Horton let the sea lap at his feet. He couldn’t see any boats now, only a few tiny lights in the distance. He wasn’t sure how long he stood but after a while he stabbed a number on his phone and called the coastguard. He reported a possible man overboard from a small dinghy. Then, taking a breath, he called in.
He didn’t tell Uckfield all of it and he wouldn’t. He had an appointment with Lord Eames for that. Or rather Eames would find him. The official story would be that Sam Tandy, known as Jay Ottley, had killed Jasper Kenton and Thelma Veerman and Brother Norman had conspired with Ottley after their deaths to help move their bodies in order to delay and confuse the investigation. Brother Norman, unable to live with his conscience, had killed himself at sea. Sam Tandy, alias Jay Ottley, had committed suicide by firing a pistol crossbow into his brains after Horton had shown up and asked for the whereabouts of Brother Norman, believing that the police were on to him. No one would know Brother Norman’s true identity except him and Lord Eames.
Horton’s phone rang but he ignored it. It would be Eames. There were now only two men left alive from those days of the Cold War, of spies, betrayal and the dirty tricks of 1967: Lord Richard Eames and another man whom Jennifer had worked with or for. One of those men had lured Jennifer to her death.

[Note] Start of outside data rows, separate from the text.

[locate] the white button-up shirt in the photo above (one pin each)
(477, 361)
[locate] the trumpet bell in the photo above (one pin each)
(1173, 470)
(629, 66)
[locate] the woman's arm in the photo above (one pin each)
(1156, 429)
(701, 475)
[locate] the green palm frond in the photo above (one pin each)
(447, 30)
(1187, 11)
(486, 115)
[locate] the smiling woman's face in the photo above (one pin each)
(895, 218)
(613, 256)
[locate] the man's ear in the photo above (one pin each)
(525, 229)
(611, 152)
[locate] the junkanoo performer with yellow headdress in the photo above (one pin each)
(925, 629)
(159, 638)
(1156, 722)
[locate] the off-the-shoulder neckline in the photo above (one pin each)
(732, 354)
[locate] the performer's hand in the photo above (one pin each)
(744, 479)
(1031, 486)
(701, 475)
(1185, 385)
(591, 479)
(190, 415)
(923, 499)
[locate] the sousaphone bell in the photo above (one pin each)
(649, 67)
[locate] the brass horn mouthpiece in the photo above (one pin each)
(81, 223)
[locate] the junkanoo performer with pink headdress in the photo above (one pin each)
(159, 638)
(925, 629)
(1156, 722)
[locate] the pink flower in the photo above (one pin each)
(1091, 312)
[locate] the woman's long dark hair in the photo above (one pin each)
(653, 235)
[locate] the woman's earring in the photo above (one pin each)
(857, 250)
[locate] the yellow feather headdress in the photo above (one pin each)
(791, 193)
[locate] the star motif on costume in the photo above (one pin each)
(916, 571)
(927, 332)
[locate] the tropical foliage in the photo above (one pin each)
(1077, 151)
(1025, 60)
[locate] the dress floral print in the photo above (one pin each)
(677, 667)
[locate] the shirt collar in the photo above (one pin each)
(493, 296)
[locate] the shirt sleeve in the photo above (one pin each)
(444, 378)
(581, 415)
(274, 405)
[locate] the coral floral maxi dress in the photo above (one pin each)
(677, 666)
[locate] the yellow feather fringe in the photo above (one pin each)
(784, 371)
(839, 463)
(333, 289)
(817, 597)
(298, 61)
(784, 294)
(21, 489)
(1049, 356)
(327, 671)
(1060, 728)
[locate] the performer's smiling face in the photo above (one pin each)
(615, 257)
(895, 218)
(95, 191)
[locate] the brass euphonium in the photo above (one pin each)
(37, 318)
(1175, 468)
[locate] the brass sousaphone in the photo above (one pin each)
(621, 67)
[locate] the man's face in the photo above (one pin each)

Horton stared out to sea. He was several steps closer to finding him but there were bigger and more dangerous steps yet to take. The trail began in Guernsey with Eileen Litchfield. But it didn’t end there. It didn’t even end in Gosport where his mother had gone on that foggy November day in 1978. No, it ended with the troubles in Northern Ireland and that was where he would begin. He turned and headed back up the shore to wait for the approaching police cars.